Hong Kong stocks tumble amid protests
Gauge of property-related stocks slipped 1.7 per cent, while Cathay Pacific Airways fell as much as 5.4 per cent
Hong Kong’s stocks fell amid renewed pressure after protesters brought the city’s airport to a standstill, highlighting the economic fallout from weeks of anti-government demonstrations that show no sign of easing.
The The Hang Seng Index closed down 2.1 per cent in Hong Kong. The city’s international airport continued to suffer flight cancellations as it resumed operations after a mass sit-in by anti-government protesters.
The Hang Seng Properties Index fell 2.3 per cent and entered a technical bear market, having fallen more than 20 per cent from an April peak. Cathay Pacific Airways, which on Monday tumbled to its lowest levels in a decade, fell 2.6 per cent.
"The market is extending declines today and selling pressure is still very huge," said Linus Yip, First Shanghai Securities strategist. "Names that used to be defensive are falling, such as utilities, MTR Corp and Reits, which shows investors are very cautious. We haven’t seen the bottom yet." MTR Corp, regarded as one of Hong Kong’s safest stocks before the protests began, fell 3.9 per cent. Prada tumbled 7.1 per cent.

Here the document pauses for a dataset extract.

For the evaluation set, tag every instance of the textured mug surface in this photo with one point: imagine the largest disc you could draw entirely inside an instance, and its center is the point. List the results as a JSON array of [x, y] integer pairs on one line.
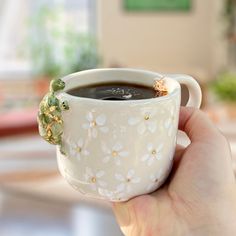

Hong Kong’s leader Carrie Lam warned that the Asian financial centre risked sliding into “an abyss”, in a news conference on Tuesday.
Black-clad protesters swarmed the airport Monday, causing the biggest disruption yet to the city since the unrest began in June. The Hang Seng China Enterprises Index of Chinese firms has lost more than 16 per cent since its April high, not far from entering a technical bear market. The MSCI Hong Kong Index has fallen more than 14 per cent since a recent peak on July 19.
The threat from the US-China trade war and weeks of local unrest is already showing in the property market, as well as on tourist numbers, hotel occupancy and retail sales. A weak yuan is another cause for concern, as it will damp spending from mainland visitors and pressure earnings for firms that rely on China. Profits for members of the Hang Seng Index are forecast to drop the most since the global financial crisis this year, data compiled by Bloomberg show.
“It looks like the situation will get worse,” said Airy Lau, investment director at Fair Capital Management. “Together with the higher global recession risk from US-China friction, the Hang Seng Index is likely to have 5 to 10 per cent more downside.”
Mainland investors have made the most of the slump in Hong Kong-listed equities, purchasing $4 billion (Dh14.69bn) of stocks through exchange links for 18 straight days. They bought a net $309m worth of the city’s shares on Tuesday.